URL Encoder
Encode strings into URL-safe format using encodeURIComponent.
Click a card to auto-fill the input
URL Encoding Reference
→%20Space,→%2CComma#→%23Hash&→%26Ampersand=→%3DEquals?→%3FQuestion mark/→%2FSlash:→%3AColon@→%40At sign+→%2BPlus%→%25Percent[→%5BLeft bracket]→%5DRight bracket{→%7BLeft brace}→%7DRight brace"→%22Double quoteWhat Is URL Encoding?
URL encoding (percent-encoding) replaces characters that are not allowed in URLs with %XX sequences, ensuring URLs are safely transmitted across the network without misinterpretation.
This tool uses the browser's native encodeURIComponent function, which encodes all non-alphanumeric characters except -_.!~*'(). It is ideal for encoding strings to be passed as URL query parameter values.
How to Use
- Paste the raw string you want to encode into the left input box
- Click "Encode" — the URL-safe encoded string appears on the right
- Click "Copy Output" to copy the encoded string to your clipboard
Production Scenarios
Encode user-supplied search keywords and filter values before appending them to a URL query string, preventing &, =, and spaces from breaking the parameter structure. Common in list-page filters and search-box navigation links.
In HMAC-SHA256 signing flows, encode parameter keys and values separately with encodeURIComponent before concatenating the signature base string. This prevents = and & inside parameter values from being confused with delimiters, which would cause signature mismatches.
The redirect_uri passed as an authorization request parameter must be encodeURIComponent-encoded before being appended to the full authorization URL. Without encoding, the ? and = inside the redirect URI will be parsed as top-level parameters by the authorization server, causing the callback to miss the authorization code.
Object keys in S3, GCS, or COS may contain Chinese characters, spaces, or special symbols. Encode each path segment individually — keep / separators intact, only encode file/directory names. Encoding slashes will turn the hierarchical key into a flat single-level path.

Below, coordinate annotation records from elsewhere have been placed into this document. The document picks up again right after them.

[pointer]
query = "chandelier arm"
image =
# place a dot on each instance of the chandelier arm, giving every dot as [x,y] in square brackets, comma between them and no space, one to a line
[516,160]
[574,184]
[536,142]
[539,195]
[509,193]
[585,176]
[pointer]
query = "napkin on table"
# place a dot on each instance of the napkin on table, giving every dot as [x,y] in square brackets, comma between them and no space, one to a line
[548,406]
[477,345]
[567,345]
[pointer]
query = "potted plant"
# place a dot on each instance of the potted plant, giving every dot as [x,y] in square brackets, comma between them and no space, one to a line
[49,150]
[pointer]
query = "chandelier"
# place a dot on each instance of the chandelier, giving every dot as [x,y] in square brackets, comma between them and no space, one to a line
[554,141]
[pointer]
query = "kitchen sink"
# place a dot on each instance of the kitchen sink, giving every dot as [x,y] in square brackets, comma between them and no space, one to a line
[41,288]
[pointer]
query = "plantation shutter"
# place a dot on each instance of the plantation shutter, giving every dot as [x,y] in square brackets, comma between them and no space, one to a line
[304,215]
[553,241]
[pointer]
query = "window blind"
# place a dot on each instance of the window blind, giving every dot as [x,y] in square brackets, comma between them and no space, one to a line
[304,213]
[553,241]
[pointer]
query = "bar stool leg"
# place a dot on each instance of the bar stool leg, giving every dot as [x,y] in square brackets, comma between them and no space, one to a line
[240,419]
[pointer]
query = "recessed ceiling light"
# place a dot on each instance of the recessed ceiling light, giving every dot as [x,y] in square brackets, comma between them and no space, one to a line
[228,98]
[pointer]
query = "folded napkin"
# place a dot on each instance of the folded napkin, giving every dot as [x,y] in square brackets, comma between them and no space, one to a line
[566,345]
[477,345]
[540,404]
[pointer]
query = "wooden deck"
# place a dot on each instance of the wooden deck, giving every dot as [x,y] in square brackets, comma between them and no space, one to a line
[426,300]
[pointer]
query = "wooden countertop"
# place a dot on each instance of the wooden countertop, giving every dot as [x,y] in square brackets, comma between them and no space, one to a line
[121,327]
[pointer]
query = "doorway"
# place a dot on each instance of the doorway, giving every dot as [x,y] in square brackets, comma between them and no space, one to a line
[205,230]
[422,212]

When interpolating user input into javascript: URLs or onclick attributes, apply URL encoding on top of HTML entity encoding. Double-encoding blocks common bypass techniques attackers use to inject malicious JavaScript through user-controlled URL fragments.

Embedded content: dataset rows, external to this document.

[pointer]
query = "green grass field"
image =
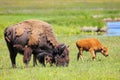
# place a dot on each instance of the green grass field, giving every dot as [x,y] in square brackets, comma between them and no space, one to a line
[66,16]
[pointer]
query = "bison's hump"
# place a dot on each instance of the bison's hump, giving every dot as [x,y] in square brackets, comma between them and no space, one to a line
[37,28]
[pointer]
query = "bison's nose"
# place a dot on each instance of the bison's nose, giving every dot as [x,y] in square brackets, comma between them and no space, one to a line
[106,55]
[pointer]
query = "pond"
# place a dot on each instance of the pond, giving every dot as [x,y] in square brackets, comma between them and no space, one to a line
[113,28]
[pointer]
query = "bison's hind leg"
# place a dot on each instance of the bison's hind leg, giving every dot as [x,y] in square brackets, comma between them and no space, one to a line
[80,54]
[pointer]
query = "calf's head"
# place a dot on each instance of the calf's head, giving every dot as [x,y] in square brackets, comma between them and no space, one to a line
[104,51]
[62,55]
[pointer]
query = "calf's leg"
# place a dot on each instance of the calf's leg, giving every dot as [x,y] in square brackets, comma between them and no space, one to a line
[93,54]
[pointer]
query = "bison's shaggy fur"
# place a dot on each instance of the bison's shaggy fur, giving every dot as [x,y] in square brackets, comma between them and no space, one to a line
[32,36]
[36,28]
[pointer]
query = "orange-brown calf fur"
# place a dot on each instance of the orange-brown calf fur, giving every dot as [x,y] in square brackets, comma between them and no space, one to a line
[92,45]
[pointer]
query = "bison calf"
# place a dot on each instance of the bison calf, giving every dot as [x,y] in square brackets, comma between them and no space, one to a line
[92,45]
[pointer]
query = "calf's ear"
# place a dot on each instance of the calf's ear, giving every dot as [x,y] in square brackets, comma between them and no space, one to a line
[61,49]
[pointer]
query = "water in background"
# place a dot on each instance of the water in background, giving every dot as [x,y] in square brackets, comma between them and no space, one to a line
[113,28]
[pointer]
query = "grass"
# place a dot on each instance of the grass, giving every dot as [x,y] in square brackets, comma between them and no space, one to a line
[66,16]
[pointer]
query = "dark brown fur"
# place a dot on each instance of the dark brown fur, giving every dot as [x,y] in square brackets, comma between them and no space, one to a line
[37,35]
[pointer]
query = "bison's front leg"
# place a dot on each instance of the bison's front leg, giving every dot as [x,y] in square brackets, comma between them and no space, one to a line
[27,55]
[34,60]
[92,51]
[13,54]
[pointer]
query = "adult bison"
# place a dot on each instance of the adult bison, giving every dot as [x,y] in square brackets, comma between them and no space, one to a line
[35,37]
[92,45]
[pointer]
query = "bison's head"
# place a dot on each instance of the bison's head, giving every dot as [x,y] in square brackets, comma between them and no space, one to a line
[62,55]
[105,51]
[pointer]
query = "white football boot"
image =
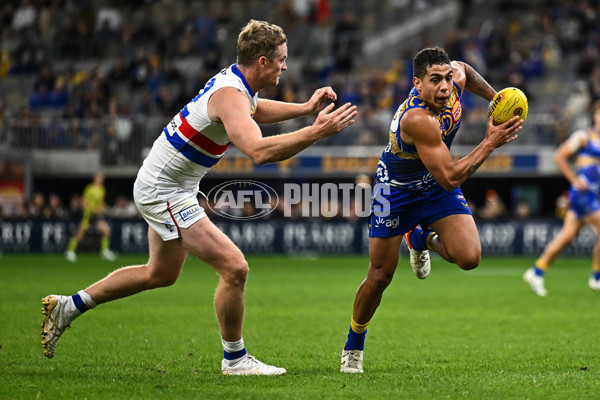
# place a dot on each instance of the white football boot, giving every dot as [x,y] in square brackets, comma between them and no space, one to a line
[536,282]
[352,361]
[56,321]
[108,255]
[248,365]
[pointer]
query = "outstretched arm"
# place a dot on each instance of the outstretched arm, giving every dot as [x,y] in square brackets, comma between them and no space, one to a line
[271,111]
[450,174]
[230,106]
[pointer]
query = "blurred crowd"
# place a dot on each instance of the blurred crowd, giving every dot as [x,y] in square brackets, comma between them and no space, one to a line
[140,60]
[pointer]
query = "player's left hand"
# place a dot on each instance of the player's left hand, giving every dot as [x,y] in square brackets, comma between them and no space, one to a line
[316,101]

Deep Dive: Comparing Three Encoding Methods
JavaScript provides two URL-encoding functions, and together with HTML form encoding there are actually three encoding methods. encodeURI preserves URI structural characters (# / ? : @ & = + $ , ;) and is meant for encoding an entire URI. encodeURIComponent encodes all non-alphanumeric characters (only -_.!~*'() are left untouched) and is meant for encoding parameter keys and values. The key difference is how they handle &, =, and ? — if you need these characters to be treated as literal data rather than delimiters, you must use encodeURIComponent.
Form encoding (application/x-www-form-urlencoded) is the third and very common method: spaces become + instead of %20, and newlines become %0D%0A. Its behavior differs from both JavaScript functions. For example, the URLSearchParams API in fetch uses form-encoding rules. If your backend verifies signatures using form-encoding but the frontend uses encodeURIComponent, the signatures will never match.
Double encoding is a frequent source of production incidents. The classic scenario: the frontend encodes with encodeURIComponent, the API receives it, Express or Spring MVC middleware auto-decodes query parameters once, the backend developer manually re-encodes in application code, and the final value stored in the database is double-encoded. The fix is a team-wide agreement on the encoding boundary: either "frontend encodes, backend does not decode," or "backend decodes, frontend does not encode" — never both.
Common Mistakes
- Applying encodeURIComponent to a full URL — the :// in the scheme becomes %3A%2F%2F, preventing the browser from navigating to it. The fix: encode only parameter values, or split the URL first and handle each segment separately.
- Repeated encoding across multiple network layers — when a URL passes through Nginx proxy_pass forwarding without proper rewrite or proxy_set_header configuration, the backend may receive a partially decoded or re-encoded URI. How to detect it: if your output contains %25 (the percent sign itself encoded), you have double encoding.
- Confusing path-segment encoding rules with query encoding rules — in a path segment, / is a legal delimiter and should not be encoded, but ?, #, and spaces must be. In a query parameter value, if = and & are part of the value (not delimiters), they must be encoded.
- Forgetting to encode non-ASCII characters — passing Chinese text directly in a URL query string (e.g. ?name=张三) may render correctly in the browser address bar, but intermediate proxies, Nginx access logs, and scrapers may truncate or garble the value.